What did they find? Participants were faster to judge words that were traits implied by one of the sentences than words that were not traits. So far, this is consistent with the Uleman et al. studies: When participants read each sentence, they appeared to go beyond the surface action and infer some underlying trait about the actor - and this made these words that much easier to identify. (After all, this would be the second time in a short while that the mind is encountering this trait.) But the Todd et al. group found something else: Participants also responded faster to words that had to do with the situation than the control words. In fact they responded just as quickly to "situation" words as they did "trait" words. This was evidence that, in fact, people do not only attach an adjective to the actor; features of the situation that could have contributed to the action also instantly leap to mind.
Now, in many cases an explanation that invokes the actor's trait can conflict with an explanation that invokes the situation. For example, did the student fail the exam because of his trait of stupidity or the fact that the exam was really hard? These two explanations have opposing implications for your opinion about the student. So how is it that people seem to be able to activate conflicting explanations for the same action? The answer appears to be that people engage in a multi-stage process. First, they generate a range of plausible explanations before ultimately settling on the one option that best characterizes what's happening. Studies like those of Todd et al. appear to catch people at the exact moment when all the explanatory options are on the table but no leading contender has emerged.

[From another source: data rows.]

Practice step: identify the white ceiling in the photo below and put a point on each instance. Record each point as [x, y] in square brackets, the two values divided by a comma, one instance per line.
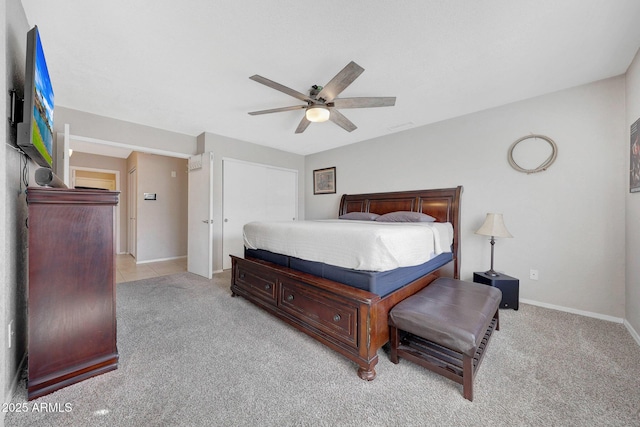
[184, 66]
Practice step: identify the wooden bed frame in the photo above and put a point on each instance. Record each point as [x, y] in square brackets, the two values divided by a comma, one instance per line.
[351, 321]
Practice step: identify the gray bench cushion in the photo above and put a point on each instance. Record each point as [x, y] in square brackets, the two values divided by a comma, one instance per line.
[450, 312]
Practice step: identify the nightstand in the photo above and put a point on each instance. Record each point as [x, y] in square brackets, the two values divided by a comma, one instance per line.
[510, 287]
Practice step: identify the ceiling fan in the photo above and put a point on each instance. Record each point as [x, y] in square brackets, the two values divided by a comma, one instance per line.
[322, 103]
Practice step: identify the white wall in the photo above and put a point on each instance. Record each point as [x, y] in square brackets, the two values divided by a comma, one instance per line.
[568, 222]
[108, 129]
[632, 298]
[224, 147]
[94, 161]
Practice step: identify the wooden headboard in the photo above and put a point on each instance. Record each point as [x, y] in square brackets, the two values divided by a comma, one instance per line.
[443, 204]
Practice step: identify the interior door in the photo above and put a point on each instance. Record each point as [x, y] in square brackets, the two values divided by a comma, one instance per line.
[200, 219]
[254, 192]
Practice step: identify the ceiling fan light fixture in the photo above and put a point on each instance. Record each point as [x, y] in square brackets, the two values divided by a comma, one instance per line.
[317, 113]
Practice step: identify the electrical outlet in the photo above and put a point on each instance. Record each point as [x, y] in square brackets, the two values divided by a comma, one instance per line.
[10, 335]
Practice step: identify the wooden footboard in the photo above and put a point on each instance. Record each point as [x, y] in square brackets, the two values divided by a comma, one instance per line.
[351, 321]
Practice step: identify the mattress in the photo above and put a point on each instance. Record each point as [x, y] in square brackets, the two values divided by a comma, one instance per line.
[357, 245]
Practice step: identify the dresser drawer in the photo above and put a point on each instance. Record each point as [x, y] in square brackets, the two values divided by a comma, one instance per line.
[260, 283]
[324, 311]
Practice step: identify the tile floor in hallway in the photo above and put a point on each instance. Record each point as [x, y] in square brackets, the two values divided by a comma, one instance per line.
[127, 269]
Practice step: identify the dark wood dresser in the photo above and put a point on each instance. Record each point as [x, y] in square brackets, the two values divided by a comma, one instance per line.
[71, 291]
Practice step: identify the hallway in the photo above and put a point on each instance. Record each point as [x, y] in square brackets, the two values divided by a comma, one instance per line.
[127, 270]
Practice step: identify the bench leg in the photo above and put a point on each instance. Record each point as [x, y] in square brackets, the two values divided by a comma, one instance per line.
[394, 340]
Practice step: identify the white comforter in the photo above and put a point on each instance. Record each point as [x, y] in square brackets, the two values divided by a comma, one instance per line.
[360, 245]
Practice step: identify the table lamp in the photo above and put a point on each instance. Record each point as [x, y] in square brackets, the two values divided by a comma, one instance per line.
[493, 226]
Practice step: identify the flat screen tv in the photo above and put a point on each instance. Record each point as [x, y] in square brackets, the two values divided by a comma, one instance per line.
[35, 133]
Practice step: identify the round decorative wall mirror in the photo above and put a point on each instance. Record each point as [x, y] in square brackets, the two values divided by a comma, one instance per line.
[544, 165]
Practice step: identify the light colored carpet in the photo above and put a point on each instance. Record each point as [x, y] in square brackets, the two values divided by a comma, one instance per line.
[192, 355]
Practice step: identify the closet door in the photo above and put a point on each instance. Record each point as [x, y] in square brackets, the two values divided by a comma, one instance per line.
[254, 192]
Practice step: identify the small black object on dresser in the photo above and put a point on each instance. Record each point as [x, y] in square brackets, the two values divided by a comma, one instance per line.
[510, 287]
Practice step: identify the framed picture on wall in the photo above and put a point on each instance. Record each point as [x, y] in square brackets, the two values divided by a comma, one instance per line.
[634, 164]
[324, 181]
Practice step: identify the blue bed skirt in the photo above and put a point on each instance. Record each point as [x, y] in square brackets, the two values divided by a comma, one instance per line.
[378, 282]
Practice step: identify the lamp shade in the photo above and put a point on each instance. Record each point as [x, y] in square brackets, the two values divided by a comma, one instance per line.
[317, 113]
[494, 226]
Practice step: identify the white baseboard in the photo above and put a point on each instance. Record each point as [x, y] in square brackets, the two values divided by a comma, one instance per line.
[160, 259]
[574, 311]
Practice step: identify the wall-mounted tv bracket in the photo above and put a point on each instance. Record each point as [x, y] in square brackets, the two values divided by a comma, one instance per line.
[17, 108]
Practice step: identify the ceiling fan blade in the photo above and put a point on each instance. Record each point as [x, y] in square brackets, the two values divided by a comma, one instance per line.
[364, 102]
[304, 123]
[338, 118]
[277, 86]
[339, 83]
[278, 110]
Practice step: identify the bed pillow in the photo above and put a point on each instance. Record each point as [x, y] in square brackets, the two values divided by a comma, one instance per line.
[360, 216]
[405, 216]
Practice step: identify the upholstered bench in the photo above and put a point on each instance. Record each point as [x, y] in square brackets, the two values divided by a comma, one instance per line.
[446, 328]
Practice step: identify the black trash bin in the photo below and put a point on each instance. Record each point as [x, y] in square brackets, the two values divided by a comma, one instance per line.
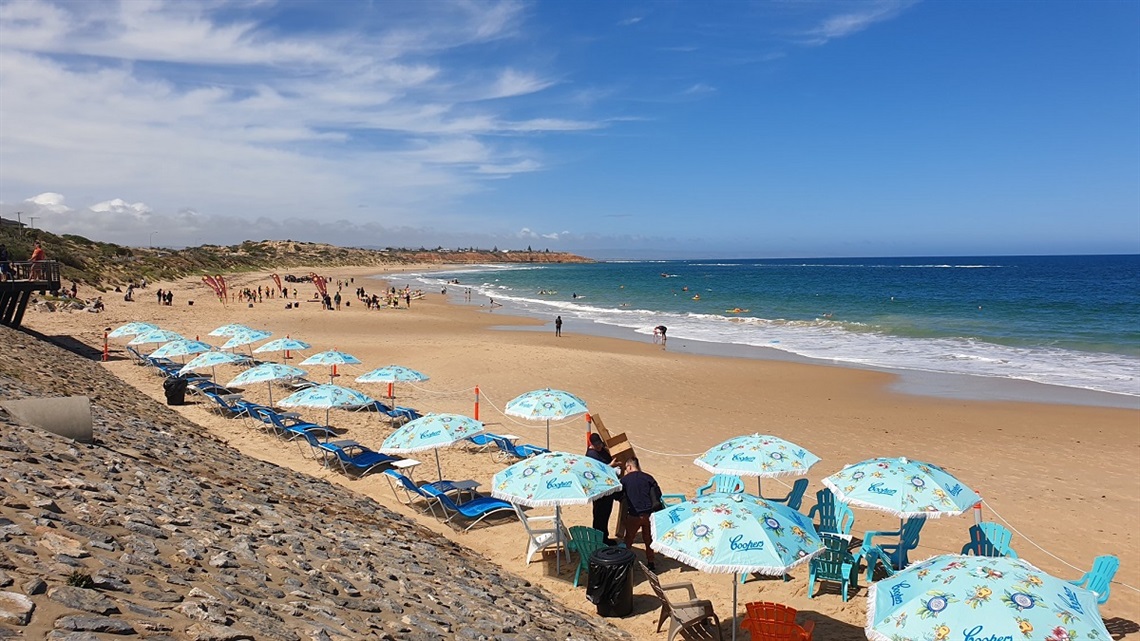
[611, 581]
[174, 388]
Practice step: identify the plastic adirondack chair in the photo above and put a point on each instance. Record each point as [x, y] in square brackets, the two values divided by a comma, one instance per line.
[474, 510]
[836, 564]
[585, 541]
[835, 517]
[778, 631]
[540, 538]
[722, 483]
[767, 610]
[893, 554]
[795, 497]
[1099, 578]
[988, 538]
[692, 619]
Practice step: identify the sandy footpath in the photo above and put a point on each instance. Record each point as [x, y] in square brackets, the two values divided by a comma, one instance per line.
[1066, 477]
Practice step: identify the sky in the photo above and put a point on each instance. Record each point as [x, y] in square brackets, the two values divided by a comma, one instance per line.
[661, 129]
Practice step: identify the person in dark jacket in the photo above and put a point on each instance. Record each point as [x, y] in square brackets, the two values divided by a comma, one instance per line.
[604, 505]
[642, 495]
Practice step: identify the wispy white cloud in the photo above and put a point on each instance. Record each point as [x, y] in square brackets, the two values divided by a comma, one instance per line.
[854, 21]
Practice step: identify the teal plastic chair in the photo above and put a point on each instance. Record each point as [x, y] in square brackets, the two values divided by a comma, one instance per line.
[836, 564]
[795, 497]
[892, 553]
[1099, 578]
[835, 517]
[722, 483]
[988, 538]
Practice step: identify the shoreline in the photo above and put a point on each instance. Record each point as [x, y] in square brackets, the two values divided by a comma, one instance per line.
[914, 382]
[1042, 467]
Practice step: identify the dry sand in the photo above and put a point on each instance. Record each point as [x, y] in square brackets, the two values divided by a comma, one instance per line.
[1066, 477]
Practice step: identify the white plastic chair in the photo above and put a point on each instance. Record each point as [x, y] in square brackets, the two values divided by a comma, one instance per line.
[538, 540]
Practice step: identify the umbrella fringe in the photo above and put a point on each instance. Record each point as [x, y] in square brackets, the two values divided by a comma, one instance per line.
[900, 513]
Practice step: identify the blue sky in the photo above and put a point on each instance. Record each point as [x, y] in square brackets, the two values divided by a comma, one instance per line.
[612, 129]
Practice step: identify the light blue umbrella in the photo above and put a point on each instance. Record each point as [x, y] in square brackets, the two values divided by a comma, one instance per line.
[955, 597]
[180, 347]
[390, 375]
[283, 346]
[332, 357]
[131, 330]
[210, 359]
[326, 397]
[229, 330]
[245, 337]
[266, 373]
[545, 404]
[431, 431]
[902, 487]
[735, 533]
[757, 455]
[156, 337]
[555, 478]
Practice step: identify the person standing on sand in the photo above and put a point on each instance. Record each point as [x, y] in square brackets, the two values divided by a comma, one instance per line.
[602, 506]
[642, 496]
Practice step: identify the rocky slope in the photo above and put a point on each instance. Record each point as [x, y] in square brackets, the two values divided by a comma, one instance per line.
[160, 532]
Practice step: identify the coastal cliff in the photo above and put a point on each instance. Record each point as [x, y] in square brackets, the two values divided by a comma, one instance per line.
[159, 530]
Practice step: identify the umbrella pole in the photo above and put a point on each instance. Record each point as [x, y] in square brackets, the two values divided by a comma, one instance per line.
[734, 582]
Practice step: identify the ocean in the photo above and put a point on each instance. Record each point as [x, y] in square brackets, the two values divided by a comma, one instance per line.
[1067, 321]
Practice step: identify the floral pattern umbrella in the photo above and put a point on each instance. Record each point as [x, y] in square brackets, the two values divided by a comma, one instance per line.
[131, 330]
[545, 404]
[555, 478]
[390, 375]
[902, 487]
[431, 431]
[245, 337]
[266, 373]
[229, 330]
[180, 347]
[735, 533]
[757, 455]
[955, 597]
[156, 337]
[210, 359]
[326, 397]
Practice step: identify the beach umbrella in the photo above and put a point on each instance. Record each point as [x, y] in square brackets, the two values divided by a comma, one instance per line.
[545, 404]
[210, 359]
[131, 330]
[332, 357]
[155, 337]
[757, 455]
[284, 346]
[735, 533]
[180, 347]
[245, 337]
[266, 373]
[431, 431]
[558, 479]
[326, 397]
[958, 597]
[229, 330]
[390, 375]
[902, 487]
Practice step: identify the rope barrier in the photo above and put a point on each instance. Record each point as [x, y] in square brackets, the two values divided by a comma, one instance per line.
[1022, 534]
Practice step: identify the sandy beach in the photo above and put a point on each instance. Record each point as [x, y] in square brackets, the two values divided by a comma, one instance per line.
[1065, 477]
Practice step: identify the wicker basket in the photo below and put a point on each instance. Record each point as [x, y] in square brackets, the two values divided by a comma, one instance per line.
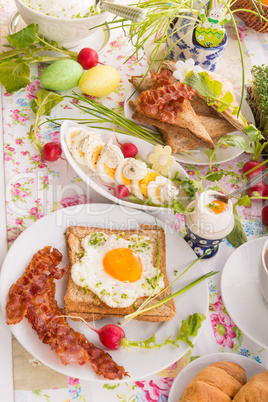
[251, 20]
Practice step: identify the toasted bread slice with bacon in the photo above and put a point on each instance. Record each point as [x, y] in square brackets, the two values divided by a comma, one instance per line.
[227, 85]
[84, 303]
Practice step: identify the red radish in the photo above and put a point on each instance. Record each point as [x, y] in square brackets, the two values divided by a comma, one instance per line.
[128, 149]
[51, 151]
[121, 191]
[110, 335]
[264, 215]
[250, 165]
[88, 58]
[261, 188]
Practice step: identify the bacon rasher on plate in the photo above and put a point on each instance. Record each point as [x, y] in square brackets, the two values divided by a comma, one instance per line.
[33, 296]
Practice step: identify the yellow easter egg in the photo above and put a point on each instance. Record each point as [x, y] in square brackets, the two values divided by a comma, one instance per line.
[99, 81]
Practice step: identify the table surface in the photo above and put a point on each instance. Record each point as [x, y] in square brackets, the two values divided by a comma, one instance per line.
[31, 188]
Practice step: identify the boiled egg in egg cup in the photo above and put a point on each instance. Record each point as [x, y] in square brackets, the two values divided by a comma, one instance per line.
[208, 224]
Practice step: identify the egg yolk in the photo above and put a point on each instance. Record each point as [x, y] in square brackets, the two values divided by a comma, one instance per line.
[143, 183]
[109, 171]
[123, 264]
[95, 154]
[217, 206]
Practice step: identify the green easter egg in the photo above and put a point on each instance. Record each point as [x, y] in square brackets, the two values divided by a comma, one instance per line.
[62, 75]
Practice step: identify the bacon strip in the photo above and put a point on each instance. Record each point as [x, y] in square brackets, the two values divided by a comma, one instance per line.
[165, 101]
[33, 296]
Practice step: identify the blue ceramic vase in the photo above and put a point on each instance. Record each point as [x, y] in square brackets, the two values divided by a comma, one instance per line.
[182, 45]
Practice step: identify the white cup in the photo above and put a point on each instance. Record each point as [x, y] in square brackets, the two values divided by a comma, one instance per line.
[263, 273]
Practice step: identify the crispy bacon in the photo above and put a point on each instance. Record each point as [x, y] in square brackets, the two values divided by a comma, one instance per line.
[165, 102]
[33, 296]
[161, 79]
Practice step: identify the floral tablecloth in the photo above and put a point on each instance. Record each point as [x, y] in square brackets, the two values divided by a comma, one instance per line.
[35, 188]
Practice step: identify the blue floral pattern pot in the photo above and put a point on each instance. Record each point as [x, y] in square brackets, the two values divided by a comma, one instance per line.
[187, 47]
[201, 245]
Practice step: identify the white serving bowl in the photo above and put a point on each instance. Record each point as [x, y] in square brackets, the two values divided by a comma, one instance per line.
[68, 32]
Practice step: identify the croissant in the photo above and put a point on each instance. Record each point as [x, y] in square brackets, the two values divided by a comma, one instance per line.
[219, 382]
[255, 390]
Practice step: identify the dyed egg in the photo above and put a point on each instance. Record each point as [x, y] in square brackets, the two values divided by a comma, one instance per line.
[99, 81]
[62, 75]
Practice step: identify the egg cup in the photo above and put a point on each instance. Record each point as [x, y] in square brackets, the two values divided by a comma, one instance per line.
[200, 245]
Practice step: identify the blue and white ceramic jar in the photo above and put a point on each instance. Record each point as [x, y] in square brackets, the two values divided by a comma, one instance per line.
[181, 45]
[208, 224]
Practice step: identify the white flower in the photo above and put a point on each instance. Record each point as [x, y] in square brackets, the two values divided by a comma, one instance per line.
[183, 68]
[161, 159]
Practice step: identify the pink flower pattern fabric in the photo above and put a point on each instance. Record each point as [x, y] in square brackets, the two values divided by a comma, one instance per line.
[35, 187]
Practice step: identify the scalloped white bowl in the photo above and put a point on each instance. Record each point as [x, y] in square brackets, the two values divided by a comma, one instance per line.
[66, 31]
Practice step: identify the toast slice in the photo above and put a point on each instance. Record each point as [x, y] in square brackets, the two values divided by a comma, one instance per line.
[186, 123]
[87, 305]
[226, 86]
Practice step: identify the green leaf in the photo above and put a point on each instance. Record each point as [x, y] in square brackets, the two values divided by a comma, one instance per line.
[25, 37]
[253, 133]
[209, 153]
[225, 102]
[14, 75]
[236, 141]
[246, 201]
[190, 327]
[188, 185]
[45, 102]
[204, 85]
[237, 237]
[42, 106]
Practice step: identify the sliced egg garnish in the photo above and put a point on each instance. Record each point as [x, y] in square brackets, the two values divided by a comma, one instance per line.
[92, 149]
[110, 157]
[129, 170]
[162, 191]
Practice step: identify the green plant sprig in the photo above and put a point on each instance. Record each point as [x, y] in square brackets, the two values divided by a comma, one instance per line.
[27, 43]
[188, 328]
[106, 115]
[171, 297]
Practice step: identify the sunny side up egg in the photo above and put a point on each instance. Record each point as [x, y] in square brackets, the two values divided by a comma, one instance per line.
[117, 270]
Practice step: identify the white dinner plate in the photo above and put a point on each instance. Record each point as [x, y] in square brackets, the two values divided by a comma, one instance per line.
[91, 178]
[200, 158]
[49, 231]
[98, 40]
[189, 372]
[241, 294]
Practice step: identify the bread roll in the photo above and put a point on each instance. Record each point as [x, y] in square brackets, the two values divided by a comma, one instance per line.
[255, 390]
[218, 382]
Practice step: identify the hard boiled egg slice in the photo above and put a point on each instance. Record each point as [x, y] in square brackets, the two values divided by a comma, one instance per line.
[110, 157]
[128, 170]
[162, 191]
[92, 148]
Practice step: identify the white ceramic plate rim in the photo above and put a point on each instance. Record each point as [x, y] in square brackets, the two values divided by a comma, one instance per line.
[223, 155]
[16, 20]
[88, 177]
[49, 231]
[193, 368]
[230, 269]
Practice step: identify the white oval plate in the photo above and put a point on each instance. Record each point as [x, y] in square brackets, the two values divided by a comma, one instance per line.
[193, 368]
[98, 41]
[139, 362]
[200, 158]
[90, 178]
[241, 294]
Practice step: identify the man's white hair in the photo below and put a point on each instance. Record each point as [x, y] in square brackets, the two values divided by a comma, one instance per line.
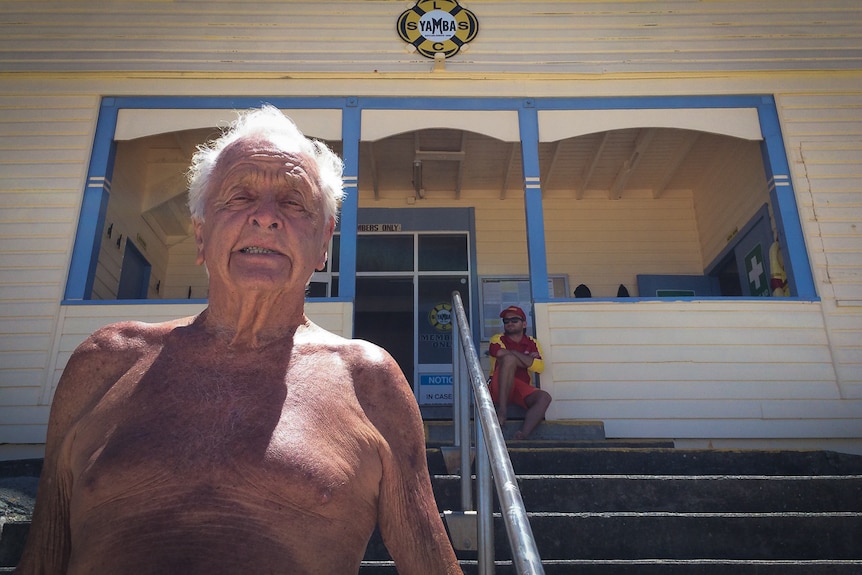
[269, 122]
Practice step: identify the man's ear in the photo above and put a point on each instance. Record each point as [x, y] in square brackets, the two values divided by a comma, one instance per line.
[199, 240]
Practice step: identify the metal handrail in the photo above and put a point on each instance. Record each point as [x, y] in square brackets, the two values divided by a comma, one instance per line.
[492, 458]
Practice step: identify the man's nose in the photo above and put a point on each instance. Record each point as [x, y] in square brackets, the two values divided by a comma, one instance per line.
[266, 215]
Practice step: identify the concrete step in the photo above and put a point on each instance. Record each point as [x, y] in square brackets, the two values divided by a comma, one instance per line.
[660, 461]
[655, 567]
[677, 493]
[437, 432]
[614, 536]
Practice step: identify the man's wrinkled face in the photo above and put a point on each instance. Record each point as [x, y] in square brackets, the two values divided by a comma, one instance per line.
[263, 225]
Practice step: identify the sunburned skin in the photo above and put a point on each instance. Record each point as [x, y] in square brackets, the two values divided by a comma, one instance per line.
[246, 439]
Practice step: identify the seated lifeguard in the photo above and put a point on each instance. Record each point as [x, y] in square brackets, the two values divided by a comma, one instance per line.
[514, 357]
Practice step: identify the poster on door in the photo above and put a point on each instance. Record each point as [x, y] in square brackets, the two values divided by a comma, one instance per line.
[435, 389]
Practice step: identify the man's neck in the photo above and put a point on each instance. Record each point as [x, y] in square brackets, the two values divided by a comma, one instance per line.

What is the importance of this sort of finding? First, it speaks to the awesome speed and sophistication of our first impressions. (Indeed, most of the posts on this blog illustrate in some form or fashion just how much of our opinion about someone is formed within the first second.) It may even be that natural selection favored those humans who could instantly and automatically generate a rich portrait of another person. Given how vital it must have been for the survival of our prehistoric ancestors to make nuanced and accurate predictions about other people, it makes sense that humans would become quite expert at instantaneously raising and weighing multiple potential explanations for a person's action.
References:
Todd, A.R., Molden, D.C., Ham, J., & Vonk, R. (in press). The automatic and co-occurring activation of multiple social inferences, Journal of Experimental Social Psychology, doi: 10.1016/j/jesp.2010.08.006.
Winter, L. & Uleman, J.S. (1984). When are social judgments made? Evidence for the spontaneousness of trait inferences. Journal of Personality and Social Psychology, 47, 237-252.